MediaTek originally planned to release only one flagship smartphone processor this year, but those plans seem to have changed. A new industry rumor suggests the company will launch a powerful “Pro” version of its upcoming Dimensity 9600 chipset later this year. Experts believe MediaTek is building this enhanced processor specifically to counter rival chipmaker Qualcomm and its highly anticipated Snapdragon 8 Elite Gen 6 Pro. According to an insider, the new MediaTek chip aims to deliver massive desktop-level computing power to mobile phones. However, the engineers currently face a massive problem: the chip gets way too hot.

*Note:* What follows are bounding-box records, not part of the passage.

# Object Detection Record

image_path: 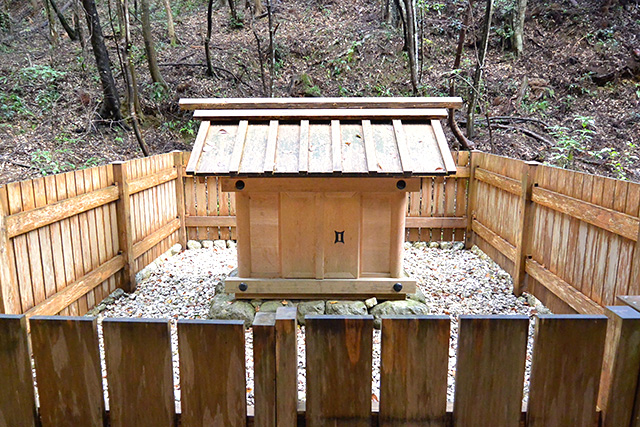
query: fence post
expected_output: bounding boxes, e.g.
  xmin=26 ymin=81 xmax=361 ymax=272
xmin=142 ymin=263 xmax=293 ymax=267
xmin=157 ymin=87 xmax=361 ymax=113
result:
xmin=464 ymin=150 xmax=482 ymax=249
xmin=513 ymin=162 xmax=540 ymax=296
xmin=598 ymin=306 xmax=640 ymax=427
xmin=253 ymin=312 xmax=278 ymax=427
xmin=112 ymin=162 xmax=136 ymax=292
xmin=276 ymin=307 xmax=298 ymax=427
xmin=173 ymin=150 xmax=187 ymax=248
xmin=629 ymin=227 xmax=640 ymax=298
xmin=0 ymin=186 xmax=22 ymax=314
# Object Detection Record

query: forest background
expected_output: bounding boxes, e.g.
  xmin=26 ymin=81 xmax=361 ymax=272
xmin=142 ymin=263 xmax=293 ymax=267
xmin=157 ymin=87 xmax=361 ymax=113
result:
xmin=0 ymin=0 xmax=640 ymax=184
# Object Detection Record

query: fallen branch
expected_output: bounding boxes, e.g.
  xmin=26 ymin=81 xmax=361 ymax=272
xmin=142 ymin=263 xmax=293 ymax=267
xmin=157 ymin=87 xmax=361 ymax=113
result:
xmin=491 ymin=124 xmax=555 ymax=147
xmin=460 ymin=117 xmax=555 ymax=147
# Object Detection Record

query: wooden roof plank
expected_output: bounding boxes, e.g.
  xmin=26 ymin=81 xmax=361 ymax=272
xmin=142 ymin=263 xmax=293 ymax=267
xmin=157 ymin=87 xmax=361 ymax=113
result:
xmin=187 ymin=120 xmax=211 ymax=173
xmin=393 ymin=120 xmax=413 ymax=173
xmin=264 ymin=120 xmax=279 ymax=173
xmin=340 ymin=122 xmax=369 ymax=174
xmin=402 ymin=123 xmax=446 ymax=174
xmin=431 ymin=120 xmax=456 ymax=173
xmin=362 ymin=120 xmax=379 ymax=172
xmin=229 ymin=120 xmax=249 ymax=173
xmin=193 ymin=108 xmax=447 ymax=121
xmin=331 ymin=120 xmax=342 ymax=172
xmin=298 ymin=120 xmax=309 ymax=172
xmin=180 ymin=97 xmax=462 ymax=110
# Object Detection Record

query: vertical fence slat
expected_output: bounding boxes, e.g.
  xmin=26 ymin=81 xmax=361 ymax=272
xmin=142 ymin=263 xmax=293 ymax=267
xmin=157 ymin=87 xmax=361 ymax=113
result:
xmin=173 ymin=151 xmax=187 ymax=248
xmin=29 ymin=316 xmax=105 ymax=427
xmin=453 ymin=151 xmax=469 ymax=241
xmin=513 ymin=162 xmax=538 ymax=295
xmin=102 ymin=319 xmax=175 ymax=427
xmin=253 ymin=313 xmax=278 ymax=427
xmin=453 ymin=316 xmax=529 ymax=427
xmin=379 ymin=316 xmax=450 ymax=427
xmin=7 ymin=182 xmax=35 ymax=312
xmin=276 ymin=307 xmax=298 ymax=426
xmin=0 ymin=186 xmax=22 ymax=314
xmin=306 ymin=316 xmax=373 ymax=427
xmin=56 ymin=172 xmax=82 ymax=315
xmin=464 ymin=150 xmax=482 ymax=249
xmin=0 ymin=314 xmax=37 ymax=427
xmin=20 ymin=181 xmax=46 ymax=305
xmin=527 ymin=315 xmax=607 ymax=427
xmin=178 ymin=320 xmax=247 ymax=426
xmin=598 ymin=306 xmax=640 ymax=427
xmin=113 ymin=162 xmax=136 ymax=292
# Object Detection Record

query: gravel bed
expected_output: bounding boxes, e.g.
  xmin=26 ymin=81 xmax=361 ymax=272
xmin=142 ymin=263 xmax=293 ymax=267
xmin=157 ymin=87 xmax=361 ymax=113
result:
xmin=92 ymin=242 xmax=548 ymax=407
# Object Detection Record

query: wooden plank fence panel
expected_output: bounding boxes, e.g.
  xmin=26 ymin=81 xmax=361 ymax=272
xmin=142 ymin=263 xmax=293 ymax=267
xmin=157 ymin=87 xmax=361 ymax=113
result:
xmin=0 ymin=314 xmax=38 ymax=427
xmin=527 ymin=315 xmax=607 ymax=427
xmin=29 ymin=316 xmax=105 ymax=427
xmin=102 ymin=319 xmax=175 ymax=427
xmin=306 ymin=315 xmax=373 ymax=427
xmin=0 ymin=186 xmax=23 ymax=314
xmin=7 ymin=182 xmax=34 ymax=312
xmin=598 ymin=306 xmax=640 ymax=427
xmin=275 ymin=307 xmax=298 ymax=426
xmin=178 ymin=320 xmax=247 ymax=426
xmin=453 ymin=316 xmax=529 ymax=427
xmin=379 ymin=316 xmax=450 ymax=427
xmin=20 ymin=181 xmax=46 ymax=305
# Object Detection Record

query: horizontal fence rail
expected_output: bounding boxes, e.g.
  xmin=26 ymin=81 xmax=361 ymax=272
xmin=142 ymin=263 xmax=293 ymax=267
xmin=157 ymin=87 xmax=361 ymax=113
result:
xmin=0 ymin=306 xmax=640 ymax=427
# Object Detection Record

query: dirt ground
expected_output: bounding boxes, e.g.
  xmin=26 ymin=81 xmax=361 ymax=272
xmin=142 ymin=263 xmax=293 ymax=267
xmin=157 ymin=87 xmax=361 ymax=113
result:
xmin=0 ymin=0 xmax=640 ymax=184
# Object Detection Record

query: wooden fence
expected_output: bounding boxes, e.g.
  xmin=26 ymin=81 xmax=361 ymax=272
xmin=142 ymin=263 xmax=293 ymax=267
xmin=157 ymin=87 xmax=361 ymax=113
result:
xmin=0 ymin=152 xmax=640 ymax=316
xmin=0 ymin=153 xmax=184 ymax=316
xmin=0 ymin=306 xmax=640 ymax=427
xmin=467 ymin=152 xmax=640 ymax=313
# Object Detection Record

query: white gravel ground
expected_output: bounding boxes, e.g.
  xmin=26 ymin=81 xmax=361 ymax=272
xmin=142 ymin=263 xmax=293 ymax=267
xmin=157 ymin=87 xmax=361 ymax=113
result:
xmin=92 ymin=242 xmax=548 ymax=406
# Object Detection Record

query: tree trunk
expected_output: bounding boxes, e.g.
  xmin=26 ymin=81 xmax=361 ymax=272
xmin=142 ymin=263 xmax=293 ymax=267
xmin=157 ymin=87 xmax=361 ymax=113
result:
xmin=266 ymin=0 xmax=276 ymax=97
xmin=164 ymin=0 xmax=180 ymax=46
xmin=73 ymin=0 xmax=87 ymax=51
xmin=513 ymin=0 xmax=527 ymax=57
xmin=82 ymin=0 xmax=122 ymax=121
xmin=449 ymin=0 xmax=473 ymax=150
xmin=140 ymin=0 xmax=168 ymax=89
xmin=467 ymin=0 xmax=493 ymax=138
xmin=405 ymin=0 xmax=420 ymax=95
xmin=229 ymin=0 xmax=240 ymax=23
xmin=44 ymin=0 xmax=58 ymax=48
xmin=122 ymin=0 xmax=149 ymax=156
xmin=49 ymin=0 xmax=78 ymax=41
xmin=204 ymin=0 xmax=213 ymax=77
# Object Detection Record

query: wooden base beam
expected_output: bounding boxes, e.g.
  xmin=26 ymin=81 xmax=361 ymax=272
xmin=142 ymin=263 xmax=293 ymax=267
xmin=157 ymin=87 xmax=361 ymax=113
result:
xmin=225 ymin=277 xmax=416 ymax=299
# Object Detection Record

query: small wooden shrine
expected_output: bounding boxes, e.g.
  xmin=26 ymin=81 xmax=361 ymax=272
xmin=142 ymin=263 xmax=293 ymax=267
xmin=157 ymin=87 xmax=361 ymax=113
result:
xmin=180 ymin=98 xmax=461 ymax=299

The hardware details for the upcoming Dimensity 9600 Pro look incredibly impressive on paper. The engineers set a massive target frequency of 5.00GHz for the processor. To hit these extreme speeds, the company completely redesigned the internal core layout. The older Dimensity 9500 model relied on just one single high-performance “super core” to do the heavy lifting. The new Pro version will reportedly feature two of these massive super cores working together. A famous tech leaker on the Chinese social media site Weibo, known as Digital Chat Station, claims this setup will absolutely crush single-core and multi-core performance tests.
Unfortunately, generating desktop-level power inside a tiny smartphone creates serious thermal problems. When a massive desktop computer needs to cool down its processor, it uses giant metal heatsinks and large spinning fans to push the hot air away. Smartphones do not have that kind of physical space. A phone equipped with the Dimensity 9600 Pro must rely on flat internal vapor chambers or liquid cooling pads to dissipate heat from the chip. Even if a phone manufacturer decides to install a tiny, active cooling fan inside the device, it likely will not be enough to handle the extreme heat.
Because the cooling systems simply cannot keep up, the processor will have to slow itself down to survive. When the chip gets too hot, the software will automatically throttle the extreme 5.00GHz speed down to a much safer range of 4.00GHz to 4.20GHz. This safety measure prevents the phone from melting or catching fire. Still, it also means users will only experience peak desktop performance in very short bursts before the phone intentionally slows down.
Another problem stems from where MediaTek gets its core designs. Unlike Qualcomm, which builds its own custom “Oryon” processing cores from scratch, MediaTek usually licenses standard core designs directly from ARM. These standard ARM designs often prove slightly less efficient than custom-built solutions. Because the cores lack that extra level of custom efficiency, they tend to generate more heat, which forces the thermal throttling to kick in much faster during heavy use.
However, MediaTek still has one major advantage that could help solve these heat issues. The company plans to manufacture the Dimensity 9600 Pro using TSMC’s cutting-edge 2-nanometer “N2P” technology. Building the physical chip on such a microscopic scale usually makes the processor much more power-efficient. This advanced manufacturing process might give the chip just enough thermal headroom to actually reach and hold those high clock speeds without instantly overheating.
According to earlier reports, the Dimensity 9600 Pro will use a unique “2 + 3 + 3” CPU cluster arrangement. This marks the first time MediaTek has used this specific configuration in a mobile processor. With the addition of this new “Pro” variant, consumers can also expect a standard, non-Pro version of the Dimensity 9600 to launch alongside it. The standard chip will likely feature slightly slower, less aggressive clock speeds to avoid these nasty overheating problems completely.